VentureBeat: Your nominator said that you are often the only woman in the room, which of course is common for women in AI and tech in general. This issue has been talked about for a long time and the risks with regards to AI in particular. But do you feel like something is changing? And how does it all play out in these ongoing discussions about the importance of ethical and responsible AI?

Brownell: In my first job, which was in finance, I was the only woman working in the entire company, actually. And at my next job, I actually worked for a female CEO with a lot of female tech staff. And so I thought that the women in data science and analytics was just the normal state of the world. And then I had a rude awakening when I got into tech. And I think that’s a real shame because there are a lot of promises about how AI can change societies and the world. And not just more women, but people from globally underrepresented groups at the table can help us solve problems that cannot be solved only when you have group reflection. And so I hope that as more and more women start to become important in AI, the types of use cases start to get more interesting and more women choose that career. Because there is a huge need for diverse perspectives and new ways of thinking about the impact of technology on our lives.
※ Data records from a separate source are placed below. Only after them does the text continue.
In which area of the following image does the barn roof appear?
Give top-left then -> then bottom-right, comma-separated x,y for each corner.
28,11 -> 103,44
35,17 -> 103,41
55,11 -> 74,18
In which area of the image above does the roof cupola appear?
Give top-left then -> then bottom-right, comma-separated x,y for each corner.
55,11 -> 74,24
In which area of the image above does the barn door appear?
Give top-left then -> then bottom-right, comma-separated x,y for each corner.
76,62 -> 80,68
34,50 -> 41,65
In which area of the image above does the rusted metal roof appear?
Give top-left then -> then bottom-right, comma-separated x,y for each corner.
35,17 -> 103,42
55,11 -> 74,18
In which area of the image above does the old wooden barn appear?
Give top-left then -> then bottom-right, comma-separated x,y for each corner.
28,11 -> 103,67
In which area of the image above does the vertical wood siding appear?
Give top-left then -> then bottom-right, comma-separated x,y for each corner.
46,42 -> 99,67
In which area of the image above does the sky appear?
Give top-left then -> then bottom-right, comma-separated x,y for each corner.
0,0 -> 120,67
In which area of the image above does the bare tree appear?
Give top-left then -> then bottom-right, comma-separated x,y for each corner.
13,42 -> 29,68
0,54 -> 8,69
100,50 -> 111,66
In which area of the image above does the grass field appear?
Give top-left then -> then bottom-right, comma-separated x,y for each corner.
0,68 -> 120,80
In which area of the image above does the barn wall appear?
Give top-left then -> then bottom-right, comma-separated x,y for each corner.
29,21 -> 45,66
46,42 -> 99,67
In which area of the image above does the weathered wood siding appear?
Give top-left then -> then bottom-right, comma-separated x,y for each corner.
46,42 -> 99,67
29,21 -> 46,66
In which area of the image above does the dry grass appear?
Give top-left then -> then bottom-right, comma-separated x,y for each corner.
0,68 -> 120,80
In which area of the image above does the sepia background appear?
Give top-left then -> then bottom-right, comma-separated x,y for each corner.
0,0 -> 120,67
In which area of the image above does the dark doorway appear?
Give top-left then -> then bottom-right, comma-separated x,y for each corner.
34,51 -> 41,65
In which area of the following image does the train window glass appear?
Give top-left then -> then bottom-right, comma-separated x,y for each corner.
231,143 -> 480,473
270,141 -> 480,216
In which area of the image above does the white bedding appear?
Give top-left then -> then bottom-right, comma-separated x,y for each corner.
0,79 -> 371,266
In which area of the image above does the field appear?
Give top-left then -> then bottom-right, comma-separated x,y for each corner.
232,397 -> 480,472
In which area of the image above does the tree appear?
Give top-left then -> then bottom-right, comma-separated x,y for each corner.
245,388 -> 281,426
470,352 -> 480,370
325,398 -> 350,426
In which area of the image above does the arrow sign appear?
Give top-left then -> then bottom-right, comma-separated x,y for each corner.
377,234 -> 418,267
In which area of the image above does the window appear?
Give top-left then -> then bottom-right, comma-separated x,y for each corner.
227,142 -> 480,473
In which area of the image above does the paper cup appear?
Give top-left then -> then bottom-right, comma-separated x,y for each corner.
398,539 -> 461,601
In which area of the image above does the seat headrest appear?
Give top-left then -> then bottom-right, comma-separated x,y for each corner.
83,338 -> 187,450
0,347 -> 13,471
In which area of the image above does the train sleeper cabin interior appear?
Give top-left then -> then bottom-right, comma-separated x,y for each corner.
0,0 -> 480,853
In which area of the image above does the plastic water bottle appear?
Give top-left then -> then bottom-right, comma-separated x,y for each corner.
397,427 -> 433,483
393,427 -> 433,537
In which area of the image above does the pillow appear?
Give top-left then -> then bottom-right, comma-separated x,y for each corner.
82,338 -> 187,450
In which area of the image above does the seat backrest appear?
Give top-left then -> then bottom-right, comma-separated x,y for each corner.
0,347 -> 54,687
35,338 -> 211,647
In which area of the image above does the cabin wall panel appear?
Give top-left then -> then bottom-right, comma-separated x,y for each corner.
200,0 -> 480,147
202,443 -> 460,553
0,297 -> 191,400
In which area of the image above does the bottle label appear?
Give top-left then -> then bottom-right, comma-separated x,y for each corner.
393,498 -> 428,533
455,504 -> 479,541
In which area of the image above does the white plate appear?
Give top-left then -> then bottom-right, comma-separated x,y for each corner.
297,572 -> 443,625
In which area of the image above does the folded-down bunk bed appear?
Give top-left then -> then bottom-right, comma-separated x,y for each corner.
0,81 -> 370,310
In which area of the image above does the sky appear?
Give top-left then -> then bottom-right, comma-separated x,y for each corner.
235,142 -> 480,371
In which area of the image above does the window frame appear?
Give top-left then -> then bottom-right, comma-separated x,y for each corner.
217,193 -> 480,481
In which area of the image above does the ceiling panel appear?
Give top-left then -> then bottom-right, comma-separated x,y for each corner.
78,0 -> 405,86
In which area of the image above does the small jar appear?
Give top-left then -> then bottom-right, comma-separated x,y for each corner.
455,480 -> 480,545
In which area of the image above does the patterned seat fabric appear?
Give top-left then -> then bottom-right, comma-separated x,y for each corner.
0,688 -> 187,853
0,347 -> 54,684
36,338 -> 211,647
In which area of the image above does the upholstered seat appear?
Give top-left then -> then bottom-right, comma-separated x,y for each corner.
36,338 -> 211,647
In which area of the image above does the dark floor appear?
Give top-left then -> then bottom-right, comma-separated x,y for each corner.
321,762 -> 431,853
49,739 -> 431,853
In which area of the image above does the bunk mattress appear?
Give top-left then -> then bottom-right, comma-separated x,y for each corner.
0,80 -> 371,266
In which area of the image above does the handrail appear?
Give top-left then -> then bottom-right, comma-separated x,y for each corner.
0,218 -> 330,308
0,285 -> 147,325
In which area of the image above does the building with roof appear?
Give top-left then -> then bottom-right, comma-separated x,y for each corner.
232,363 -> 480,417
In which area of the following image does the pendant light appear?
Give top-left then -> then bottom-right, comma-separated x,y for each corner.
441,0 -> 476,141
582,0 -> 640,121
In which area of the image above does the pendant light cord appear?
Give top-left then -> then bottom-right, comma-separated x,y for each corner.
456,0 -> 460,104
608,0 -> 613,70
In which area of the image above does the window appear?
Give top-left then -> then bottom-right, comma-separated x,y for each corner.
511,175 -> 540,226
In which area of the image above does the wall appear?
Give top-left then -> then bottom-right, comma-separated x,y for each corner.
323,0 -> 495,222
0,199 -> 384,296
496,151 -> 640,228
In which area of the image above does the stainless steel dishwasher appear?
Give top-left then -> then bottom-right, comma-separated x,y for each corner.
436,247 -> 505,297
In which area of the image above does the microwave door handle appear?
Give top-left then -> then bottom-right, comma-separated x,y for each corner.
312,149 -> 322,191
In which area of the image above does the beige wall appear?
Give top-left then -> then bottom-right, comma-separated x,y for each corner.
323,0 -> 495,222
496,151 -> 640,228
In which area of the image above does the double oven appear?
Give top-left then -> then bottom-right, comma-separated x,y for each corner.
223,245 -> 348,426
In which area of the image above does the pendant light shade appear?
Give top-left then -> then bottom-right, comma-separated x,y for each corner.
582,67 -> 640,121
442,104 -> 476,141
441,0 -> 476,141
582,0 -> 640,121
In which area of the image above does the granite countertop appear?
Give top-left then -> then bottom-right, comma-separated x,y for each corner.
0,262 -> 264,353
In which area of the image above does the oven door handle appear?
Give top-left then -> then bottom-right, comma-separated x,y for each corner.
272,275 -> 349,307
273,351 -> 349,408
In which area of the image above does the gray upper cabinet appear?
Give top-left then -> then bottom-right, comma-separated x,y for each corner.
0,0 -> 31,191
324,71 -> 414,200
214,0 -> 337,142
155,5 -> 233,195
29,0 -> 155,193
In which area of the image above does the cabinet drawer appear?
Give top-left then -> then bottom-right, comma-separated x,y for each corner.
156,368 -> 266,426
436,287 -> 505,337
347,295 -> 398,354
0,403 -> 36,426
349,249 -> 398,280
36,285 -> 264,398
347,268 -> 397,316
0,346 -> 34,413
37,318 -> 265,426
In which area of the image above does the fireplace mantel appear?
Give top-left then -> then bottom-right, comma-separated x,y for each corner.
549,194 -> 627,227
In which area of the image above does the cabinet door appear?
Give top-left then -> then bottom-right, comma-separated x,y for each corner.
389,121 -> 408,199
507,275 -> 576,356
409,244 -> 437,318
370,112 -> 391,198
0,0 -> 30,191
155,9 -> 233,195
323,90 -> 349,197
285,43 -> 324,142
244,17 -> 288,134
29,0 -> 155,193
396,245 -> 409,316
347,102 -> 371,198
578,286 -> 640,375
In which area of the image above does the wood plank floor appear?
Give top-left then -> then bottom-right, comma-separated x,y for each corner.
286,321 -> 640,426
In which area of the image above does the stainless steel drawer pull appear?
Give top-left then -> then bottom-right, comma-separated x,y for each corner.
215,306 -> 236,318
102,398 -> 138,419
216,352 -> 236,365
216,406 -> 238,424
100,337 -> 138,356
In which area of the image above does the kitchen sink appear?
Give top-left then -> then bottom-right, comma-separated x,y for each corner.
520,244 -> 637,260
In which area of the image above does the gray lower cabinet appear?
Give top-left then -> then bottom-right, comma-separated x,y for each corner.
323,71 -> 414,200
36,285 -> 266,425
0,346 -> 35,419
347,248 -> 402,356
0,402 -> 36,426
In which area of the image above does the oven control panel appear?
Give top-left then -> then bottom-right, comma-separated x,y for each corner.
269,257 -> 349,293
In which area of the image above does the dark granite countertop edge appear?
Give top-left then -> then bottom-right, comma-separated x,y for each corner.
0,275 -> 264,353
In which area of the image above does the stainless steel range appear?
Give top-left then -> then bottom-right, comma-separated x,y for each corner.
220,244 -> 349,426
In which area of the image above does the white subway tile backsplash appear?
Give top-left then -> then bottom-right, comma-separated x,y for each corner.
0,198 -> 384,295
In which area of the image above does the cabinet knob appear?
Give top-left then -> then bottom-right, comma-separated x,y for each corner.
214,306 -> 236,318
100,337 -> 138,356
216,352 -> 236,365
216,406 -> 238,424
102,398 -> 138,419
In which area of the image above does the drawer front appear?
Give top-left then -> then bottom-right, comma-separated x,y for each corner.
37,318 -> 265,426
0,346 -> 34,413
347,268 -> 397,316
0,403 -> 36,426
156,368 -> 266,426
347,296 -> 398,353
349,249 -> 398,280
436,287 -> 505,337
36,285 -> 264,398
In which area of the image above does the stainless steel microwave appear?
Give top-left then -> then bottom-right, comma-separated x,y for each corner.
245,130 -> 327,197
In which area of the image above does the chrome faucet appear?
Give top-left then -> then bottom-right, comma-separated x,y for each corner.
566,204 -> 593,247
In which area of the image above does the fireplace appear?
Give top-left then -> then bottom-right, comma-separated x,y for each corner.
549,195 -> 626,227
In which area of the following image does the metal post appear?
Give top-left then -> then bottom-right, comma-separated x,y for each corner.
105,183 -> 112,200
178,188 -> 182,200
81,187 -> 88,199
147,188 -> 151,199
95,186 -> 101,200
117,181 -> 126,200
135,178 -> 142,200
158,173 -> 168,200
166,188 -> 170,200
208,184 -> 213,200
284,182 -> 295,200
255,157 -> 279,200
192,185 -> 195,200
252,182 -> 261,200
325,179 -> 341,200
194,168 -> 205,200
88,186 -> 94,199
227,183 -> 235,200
VentureBeat: You’re also working on a kids’ show for CBC that revolves around explaining complex science topics – like AI – to tweens. How did you get there and why is science communication important to you?

Brownell: It is extremely important to me. I actually have a few other things I’m working on in this area: I write about physics and astronomy for Discovery, I develop K-12 AI content with charities to make it more fun and accessible, and I’m working with TED on how-to videos on AI. for children too. I think it’s very important to reach out to students when they’re young because you don’t really know what careers are possible when you grow up unless you see it around you. I’ve worked with an engineering association called Apex, which has a program to encourage more women to consider engineering. And one of the things they talk about is that a lot of the women who decided to go into engineering, had a relative or close family friend in the field who could see their skills and encourage them. And so being able to expose people to the kinds of careers available, I think, is really essential.